I recently contributed to the LLM “low background steel” problem. I have a blog where I share Wikipedia articles. I wanted to do one on a wiki article for a topic related to AI, but the article I chose was thin on details. So, instead I asked GPT-4 for the info. I edited the output, found scholarly citations for just about every sentence with Google, and then added it to the wiki page.
I’m a copywriter (I know, my days are numbered), so I didn’t just plop the generated text in unchanged, but it’s still primarily GPT’s content. I did a nice job, imho, and improved the article greatly. It’s been up for several days now, so I think it has a good chance of staying long term.
Still, it’s a funny situation. On the one hand, I did something I’ve done many times before: researched a topic and added to a wiki article. I always feel gratified when I contribute to Wikipedia. I’m adding to the sum of human knowledge in an incredibly direct way.
But, the information I added this time will be used to train future LLMs and thus “poison the well” with generated content. The verdict is still out on just how bad generated content will be for training new models. But I definitely feel slightly conflicted about whether I did something that is a net positive or negative.
I don't think it's so cut and dry. The article paints a somewhat simplistic picture of how the best performing LLMs work. The unsupervised pre-trained networks are indeed data hungry, but the
secondary supervised learning stages actually can get by with a far smaller set of highly curated prompt-response data, e.g.
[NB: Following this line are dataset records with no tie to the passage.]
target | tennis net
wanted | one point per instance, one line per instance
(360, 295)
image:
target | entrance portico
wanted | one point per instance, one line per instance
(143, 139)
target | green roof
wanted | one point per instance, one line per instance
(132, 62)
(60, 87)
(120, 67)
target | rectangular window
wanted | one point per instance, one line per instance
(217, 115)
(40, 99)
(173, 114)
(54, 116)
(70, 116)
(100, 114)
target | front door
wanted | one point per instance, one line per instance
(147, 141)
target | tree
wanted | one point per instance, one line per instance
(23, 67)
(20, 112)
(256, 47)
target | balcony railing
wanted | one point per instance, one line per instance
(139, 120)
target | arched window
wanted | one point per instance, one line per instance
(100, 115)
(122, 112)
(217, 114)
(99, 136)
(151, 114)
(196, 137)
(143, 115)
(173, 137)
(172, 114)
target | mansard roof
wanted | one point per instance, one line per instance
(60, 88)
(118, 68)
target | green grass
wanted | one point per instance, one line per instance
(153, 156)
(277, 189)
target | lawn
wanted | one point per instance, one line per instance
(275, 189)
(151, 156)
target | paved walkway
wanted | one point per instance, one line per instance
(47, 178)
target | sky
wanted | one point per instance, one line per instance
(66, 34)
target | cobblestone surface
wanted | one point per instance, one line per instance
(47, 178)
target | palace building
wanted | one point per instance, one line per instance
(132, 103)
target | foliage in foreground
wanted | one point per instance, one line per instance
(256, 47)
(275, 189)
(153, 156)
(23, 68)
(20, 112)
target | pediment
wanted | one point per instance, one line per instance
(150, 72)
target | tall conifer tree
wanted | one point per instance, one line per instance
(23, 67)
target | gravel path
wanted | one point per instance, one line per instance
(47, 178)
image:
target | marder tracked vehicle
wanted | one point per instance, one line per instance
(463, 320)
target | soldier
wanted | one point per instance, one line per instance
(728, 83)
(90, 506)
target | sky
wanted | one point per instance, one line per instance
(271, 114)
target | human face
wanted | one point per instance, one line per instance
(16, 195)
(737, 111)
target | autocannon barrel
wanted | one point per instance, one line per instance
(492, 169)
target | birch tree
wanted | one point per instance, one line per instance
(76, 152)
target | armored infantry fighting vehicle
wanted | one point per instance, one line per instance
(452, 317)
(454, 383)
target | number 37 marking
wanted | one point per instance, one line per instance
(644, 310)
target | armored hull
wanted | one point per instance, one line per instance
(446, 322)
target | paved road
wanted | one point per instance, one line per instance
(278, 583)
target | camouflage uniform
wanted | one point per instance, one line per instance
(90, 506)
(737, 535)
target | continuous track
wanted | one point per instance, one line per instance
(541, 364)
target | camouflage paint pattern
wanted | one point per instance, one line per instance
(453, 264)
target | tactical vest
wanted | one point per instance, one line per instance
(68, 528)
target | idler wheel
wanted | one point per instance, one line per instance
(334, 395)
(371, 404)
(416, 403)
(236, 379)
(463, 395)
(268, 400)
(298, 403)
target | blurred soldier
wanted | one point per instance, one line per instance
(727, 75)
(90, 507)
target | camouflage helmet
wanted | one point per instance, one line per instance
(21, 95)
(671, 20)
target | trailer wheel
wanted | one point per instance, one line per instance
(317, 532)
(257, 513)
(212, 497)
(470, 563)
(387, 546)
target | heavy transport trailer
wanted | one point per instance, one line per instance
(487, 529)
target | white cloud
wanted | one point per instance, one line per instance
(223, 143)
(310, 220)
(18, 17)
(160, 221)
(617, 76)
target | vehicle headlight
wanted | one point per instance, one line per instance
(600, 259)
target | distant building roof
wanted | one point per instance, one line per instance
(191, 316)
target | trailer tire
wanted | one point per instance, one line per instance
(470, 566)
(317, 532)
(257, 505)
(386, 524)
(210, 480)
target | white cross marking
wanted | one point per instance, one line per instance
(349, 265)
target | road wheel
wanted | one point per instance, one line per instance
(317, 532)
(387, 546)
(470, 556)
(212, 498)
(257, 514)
LIMA (https://arxiv.org/abs/2305.11206).
Another factor is that generative data distributed online may be quite high quality (because people find it interesting enough to share), so it's plausible this could actually improve model performance. Some LLMs have been trained with data from other models with good results, e.g. supposedly Bard with GPT-4 prompt-response pairs and GPT-4 with Whisper transcripts of YouTube (https://twitter.com/amir/status/1641219919202361344/photo/1). Of course, there could be trolling or misinformation that "poisons" the data, and that is a problem (whether synthetic or organic)!
Another problem with this take is that it's giving humans too much credit here -- there's a vast continuum from pure-human-creation to pure-AI-creation.
Human beings are given to
(1) repeating tropes
(2) arguing incoherently
(3) missing the point,
etc.
Think of all the books and movies from before 2023. Isn't there a lot that is formulaically wrong/misleading/suboptimal in there?
So this might not really be "poisoning the well" -- a more interesting area to look at would be, how can we make GPT-n aware of its own gaps and use this knowledge rather than just let the user know that it knows its gaps?
Doubtful regarding the effort people will take to protect their content from harvesting.
Creative content has been continuously devalued for decades now. The whole reason you can find so much music, creative writing, and art, available for free online is because this content is essentially worthless until you can build a brand or clientele to monetize it, and the only way to do that is to broadcast it for free to as many people as possible.
This is a common but misunderstood concern. It’s one of those worries that seems sound in theory, but practice doesn’t bear it out. Remember when people were up in arms about SSD wear cycles? Yeah that’s not actually the way they fail.
There are real problems with AI. This is not one of them.
Majority of online users are lurkers, so all of these models are extremely biased on whom they got their information from.